7 Retrace your steps over the bridge and turn right by the Red Lion, following the Riverside Walk to Cow Tower, built in 1380 as part of the town's defences. Follow the river path until a gate leads you to the 13th-century Adam and Eve pub. Pass Bishop's Palace Gate and St Martin at Palace Plain, where the dead of Kett's rebellion of 1549 are buried. At the end of Palace Street, turn left into Tombland and right past Augustine Steward House into Princes Street. When you reach St Andrew's Street, turn right into Exchange Street, then right again at the Market and back to the Forum.

The only way to appreciate medieval Norwich fully is on foot. Bronze-Age remains have been found here and there was a Roman town at Caistor St Edmund to the south. But it was during the medieval period that the city enjoyed its golden age.

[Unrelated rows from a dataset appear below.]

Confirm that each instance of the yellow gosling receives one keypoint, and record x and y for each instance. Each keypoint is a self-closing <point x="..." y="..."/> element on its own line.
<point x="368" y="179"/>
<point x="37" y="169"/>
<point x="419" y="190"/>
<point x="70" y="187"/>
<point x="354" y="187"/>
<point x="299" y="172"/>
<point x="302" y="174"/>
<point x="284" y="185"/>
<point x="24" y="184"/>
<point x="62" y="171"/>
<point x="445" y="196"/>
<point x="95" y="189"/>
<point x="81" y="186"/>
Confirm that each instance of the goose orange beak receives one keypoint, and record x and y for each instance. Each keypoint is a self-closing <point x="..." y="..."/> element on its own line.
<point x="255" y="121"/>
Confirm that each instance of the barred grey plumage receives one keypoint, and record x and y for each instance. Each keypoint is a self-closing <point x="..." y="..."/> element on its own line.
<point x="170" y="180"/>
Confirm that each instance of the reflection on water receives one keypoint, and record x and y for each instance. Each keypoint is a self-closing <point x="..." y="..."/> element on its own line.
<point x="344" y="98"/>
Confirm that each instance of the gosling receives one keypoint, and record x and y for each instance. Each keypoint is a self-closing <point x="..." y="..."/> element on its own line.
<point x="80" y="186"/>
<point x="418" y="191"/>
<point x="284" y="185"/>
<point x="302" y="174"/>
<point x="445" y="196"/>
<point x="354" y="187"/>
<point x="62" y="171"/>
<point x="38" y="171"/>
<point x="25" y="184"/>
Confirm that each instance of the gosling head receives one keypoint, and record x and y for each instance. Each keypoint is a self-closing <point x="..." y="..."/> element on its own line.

When William the Conqueror arrived in 1066, Norwich was already an important borough, with its own mint, a thriving market and some light industry. The castle was started in 1067 and work on the stone keep commenced in the first half of the 12th century. The Church was not long in recognising the city's importance and Norwich became the religious centre of East Anglia in 1096, when work began on a cathedral and priory.

By the 14th century, the main part of the city was encased in thick walls, guarded by gates and towers, which meant that access to the city could be restricted - anyone who entered had to pay a toll. By the 15th century, Norwich was the largest walled city in Europe and the most important centre for worsted cloth in the country.

While you're there

The Bridewell Museum is in a building which dates from 1325 and focuses on Norwich life and history. Plenty more local history can be found in the Norwich Castle Museum and Art Gallery, housed in the fine Norman castle. Works by the Norwich School of Painters include examples of John Sell Cotman and John Crome, as well as Alfred Munnings and Edward Seago.

Where to eat and drink

You can find most things in Norwich, from spicy Thai cuisine to American-style hamburgers, as well as traditional fish and chips and pub food. An Eating Out guide is available from the Tourist Information Centre.